Он согревал дыханием ее ледяные руки, набросил на плечи свою ветровку и не выпустил из объятий до тех пор, пока кабинка не поравнялась с деревянным настилом. Они вышли, и Ника снова нервно оглянулась. Вокруг не было никого, кто мог бы привлечь ее внимание, — ни единого знакомого или мало-мальски подозрительного лица.
— Ничего, что я на «ты» перешел? — спросил Дмитрий, крепко держа руку Ники в своей.
— Нет, даже хорошо.
— Ты кого-то боишься?
— Я… я даже не знаю, что сказать. Мне казалось, что все закончилось — все, кто мог желать мне зла, либо мертвы, либо в тюрьме. Но сейчас… господи, какое же это противное ощущение… — Она едва сдерживалась, чтобы не заплакать.
Дмитрий огляделся по сторонам, но в яркой толпе, окружавшей их, разумеется, ничего подозрительного не увидел. Вечер выдался теплый, и многие предпочли после рабочего дня не отправляться сразу по домам, а погулять, посидеть в открывшихся уличных кафе, просто на лавочках в скверах. Вокруг бегали дети, многие — на роликах, попадались велосипедисты и любители скейтборда — словом, Москва переместилась из офисов в зоны отдыха.
— Вероника, может, посидим где-нибудь на воздухе? — предложил Рощин, углядев свободную лавочку. — Ты не устала?
Ника неопределенно повела плечами:
— Давай посидим, меня что-то ноги не держат, перенервничала.
Они сели, Дмитрий поправил сползшую с Никиных плеч ветровку и спросил:
— Теперь моя очередь задавать неудобные вопросы? Можно?
— Задавай.
— Вот ты спросила, женат ли я. Я могу узнать то же о тебе?
— В смысле — замужем ли я? Помнится, ты обиделся на этот вопрос и решил, что я считаю тебя бабником. Следуя твоей логике — я тогда кто? — Стахова прикусила губу и наблюдала за тем, как меняется выражение лица Рощина. Тот смутился:
— Извини. Действительно, глупо вышло. Можешь не отвечать.
— Вышло глупо, но я отвечу. Нет, я не замужем, более того — никогда не была. Но у меня в Праге остался сын.
— Как так?
— Ну, чтобы родить сына, вовсе не обязательно быть замужем, правда? Так получилось, что мы с его отцом пожениться не успели, он погиб, — вздохнула Ника. — Но зато у меня теперь есть Максимка.
В этот момент ей пришло в голову, что подобное признание может отпугнуть Рощина — мало кто из мужчин обрадуется наличию ребенка, такие бывают, конечно, но довольно редко. Ника не успела понять, каков именно Дмитрий.
— И с кем же остался твой Максимка? — спросил он, и Ника отметила, что Рощин назвал мальчика по имени, а не «ребенок» или «сын».
— С моими друзьями.

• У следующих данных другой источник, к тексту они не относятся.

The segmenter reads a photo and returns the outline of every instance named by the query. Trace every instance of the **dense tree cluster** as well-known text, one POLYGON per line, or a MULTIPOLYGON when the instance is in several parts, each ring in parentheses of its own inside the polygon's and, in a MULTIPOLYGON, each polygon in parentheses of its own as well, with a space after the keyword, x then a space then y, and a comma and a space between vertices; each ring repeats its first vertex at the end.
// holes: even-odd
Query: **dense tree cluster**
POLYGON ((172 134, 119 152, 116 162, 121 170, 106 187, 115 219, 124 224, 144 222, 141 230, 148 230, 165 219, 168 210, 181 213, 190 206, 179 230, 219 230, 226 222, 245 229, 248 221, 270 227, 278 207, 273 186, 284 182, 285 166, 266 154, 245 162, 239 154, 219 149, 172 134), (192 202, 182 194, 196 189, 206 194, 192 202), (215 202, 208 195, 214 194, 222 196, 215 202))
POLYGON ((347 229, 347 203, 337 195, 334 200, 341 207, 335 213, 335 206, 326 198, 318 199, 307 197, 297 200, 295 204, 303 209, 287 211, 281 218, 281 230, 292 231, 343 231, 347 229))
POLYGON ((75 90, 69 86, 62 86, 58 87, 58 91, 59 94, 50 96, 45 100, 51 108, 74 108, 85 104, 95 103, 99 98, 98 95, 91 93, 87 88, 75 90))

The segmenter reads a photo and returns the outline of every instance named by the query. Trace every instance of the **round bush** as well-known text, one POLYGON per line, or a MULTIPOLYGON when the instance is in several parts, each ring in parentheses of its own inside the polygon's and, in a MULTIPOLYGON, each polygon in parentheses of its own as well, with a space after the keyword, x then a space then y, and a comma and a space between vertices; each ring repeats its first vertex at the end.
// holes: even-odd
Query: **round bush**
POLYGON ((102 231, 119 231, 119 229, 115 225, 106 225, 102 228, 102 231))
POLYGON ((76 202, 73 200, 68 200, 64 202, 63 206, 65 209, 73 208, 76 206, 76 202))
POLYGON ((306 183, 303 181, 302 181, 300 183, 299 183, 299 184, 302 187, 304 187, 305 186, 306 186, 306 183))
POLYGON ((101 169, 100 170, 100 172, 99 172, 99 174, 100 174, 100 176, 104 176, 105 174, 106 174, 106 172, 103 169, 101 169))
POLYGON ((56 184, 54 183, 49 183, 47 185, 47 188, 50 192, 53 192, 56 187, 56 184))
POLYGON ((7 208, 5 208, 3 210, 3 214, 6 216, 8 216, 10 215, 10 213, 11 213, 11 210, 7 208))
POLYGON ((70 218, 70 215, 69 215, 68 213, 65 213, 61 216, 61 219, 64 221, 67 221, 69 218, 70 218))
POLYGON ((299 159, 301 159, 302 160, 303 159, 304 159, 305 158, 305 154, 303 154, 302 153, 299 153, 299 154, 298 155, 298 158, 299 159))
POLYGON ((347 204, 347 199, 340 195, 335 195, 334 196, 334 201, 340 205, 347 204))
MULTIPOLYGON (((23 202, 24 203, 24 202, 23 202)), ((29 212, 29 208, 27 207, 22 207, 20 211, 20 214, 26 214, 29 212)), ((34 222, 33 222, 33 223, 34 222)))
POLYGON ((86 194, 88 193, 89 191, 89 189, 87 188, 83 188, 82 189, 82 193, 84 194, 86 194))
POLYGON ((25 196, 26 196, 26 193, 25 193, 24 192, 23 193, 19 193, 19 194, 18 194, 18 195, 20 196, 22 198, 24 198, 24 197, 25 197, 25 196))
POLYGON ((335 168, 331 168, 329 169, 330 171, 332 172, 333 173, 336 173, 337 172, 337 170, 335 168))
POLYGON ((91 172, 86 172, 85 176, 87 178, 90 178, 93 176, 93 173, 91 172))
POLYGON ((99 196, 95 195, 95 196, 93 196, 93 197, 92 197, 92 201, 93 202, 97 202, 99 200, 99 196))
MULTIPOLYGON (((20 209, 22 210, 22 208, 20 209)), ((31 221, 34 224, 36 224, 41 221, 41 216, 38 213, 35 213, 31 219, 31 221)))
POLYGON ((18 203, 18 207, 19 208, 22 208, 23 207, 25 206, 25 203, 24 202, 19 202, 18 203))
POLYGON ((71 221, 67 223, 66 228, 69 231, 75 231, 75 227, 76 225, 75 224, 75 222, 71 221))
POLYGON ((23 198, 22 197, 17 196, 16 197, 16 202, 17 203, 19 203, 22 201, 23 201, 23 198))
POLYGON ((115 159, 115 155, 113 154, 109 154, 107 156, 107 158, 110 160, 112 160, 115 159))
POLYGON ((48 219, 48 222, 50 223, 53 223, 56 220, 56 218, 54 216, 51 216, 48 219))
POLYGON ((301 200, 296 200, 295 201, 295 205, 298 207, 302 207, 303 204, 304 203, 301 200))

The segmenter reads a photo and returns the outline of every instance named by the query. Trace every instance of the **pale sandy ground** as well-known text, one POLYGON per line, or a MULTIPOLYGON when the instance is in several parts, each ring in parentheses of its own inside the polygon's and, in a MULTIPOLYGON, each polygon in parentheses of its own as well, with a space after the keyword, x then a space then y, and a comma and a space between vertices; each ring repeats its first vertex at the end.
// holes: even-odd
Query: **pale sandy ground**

Там живет моя близкая подруга, у них нет своих детей, и они всегда помогают мне с сыном. Ну, и дедушка Максима там живет.
— Твой отец?
— Нет, мой отец живет в Москве, удачно женат и растит двоих детей — приемную дочь и собственного сына. И они ему куда ближе, чем я.
— Послушай, а ведь у меня примерно то же, — вдруг улыбнулся Рощин. — Отец ушел из семьи, когда мне было четырнадцать, женился на женщине с ребенком и теперь считает сыном не меня, а Антона. Но мне исправно звонит раз в неделю — узнает, как дела.
— А мой, кажется, даже не знает, что я уехала и что вернулась.
Они рассмеялись. Рощин снова взял Никину руку, осторожно пощупал травмированное запястье:
— Больно?
— Почти нет. Обидно, что левая рука, работать могу очень ограниченно — я же левша, а писанины хватает, — пожаловалась Ника.
— Я тебе гимнастику покажу, будешь делать — станет легче. Ты не замерзла?
— Я бы чаю выпила горячего, — призналась Ника, поежившись — на Москву опустился вечер, стало прохладнее, и даже ветровка Рощина уже не спасала.
— О, так что же мы сидим? Пойдем скорее в кафе.
Дмитрий поднялся и подал Нике руку, помогая встать. Они пошли по аллее к выходу с территории ВДНХ, и Стаховой вновь показалось, что в спину ей упирается тяжелый чужой взгляд.
—
Глава 9
Журналист с амбициями
Гордыня рано или поздно приведет к поражению.
— Слушай, мать, а что это тобой наш куратор заинтересовался?